Krasners vibrierenden und rhythmischen Gemälde verschreiben sich keinem einschlägigen Look, sondern beinhalten fortwährend changierende Werkphasen. Eine Auswahl dieser ist es denn auch, die in der Ausstellung zu sehen sind, jeweils didaktisch verknüpft mit Eckdaten aus ihrer Biografie. Die zweistöckige Ausstellung, die beworben wird mit einer Schwarz-Weiß-Fotografie der jungen Künstlerin – Sonnenbrille und Anzug tragend – betitelt mit „Lee Krasner. Living Colour“, war längst überfällig.
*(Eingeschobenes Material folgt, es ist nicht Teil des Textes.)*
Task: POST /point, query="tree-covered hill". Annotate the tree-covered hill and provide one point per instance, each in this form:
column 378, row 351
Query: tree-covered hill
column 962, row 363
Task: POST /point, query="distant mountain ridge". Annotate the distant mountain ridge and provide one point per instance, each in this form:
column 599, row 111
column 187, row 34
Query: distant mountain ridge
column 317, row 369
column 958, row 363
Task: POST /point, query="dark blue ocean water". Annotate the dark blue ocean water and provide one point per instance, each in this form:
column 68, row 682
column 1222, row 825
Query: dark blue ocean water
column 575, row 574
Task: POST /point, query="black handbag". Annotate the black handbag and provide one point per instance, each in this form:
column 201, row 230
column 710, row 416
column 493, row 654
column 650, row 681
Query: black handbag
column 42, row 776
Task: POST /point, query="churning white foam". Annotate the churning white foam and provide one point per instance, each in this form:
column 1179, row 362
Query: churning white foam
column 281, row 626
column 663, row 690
Der Lokalaugenschein im Barbican Centre förderte Folgendes zutage: Im unteren Raum, der über eine großzügige Ausstellungsfläche verfügt, hängen im vorderen Teil monumental großformatige Malereien aus den 1960er-Jahren. Ein Teil davon ist eine in Ocker- und Weißtönen gehaltene Serie, deren Leinwände mit flockig-faserigen, gekonnt soften Pinselstrichen gefüllt sind. Auf diesen Flächen vereinen sich die paradoxen Zustände von Härte und Weichheit. Bemerkenswert im hinteren Teil des großen Ausstellungsraums ist „Mr. Blue“: Auf rohem Leinen sind energetische Striche mit flüssigem Blau eingezogen, die durch den losen, drippigen Auftrag der Farbe auf das braune Leinen ein zweifarbiges Gemälde bilden. Im Zentrum von „Mr. Blue“ ist ein rundes, strichmännchenartiges Gesicht zu erkennen – was ziemlich frech, extrem gekonnt und insofern bemerkenswert ist, da es beim Malen ungegenständlicher Werke klassischerweise genau das Erscheinen eines „Gesichts“ ist, was es zu vermeiden gilt.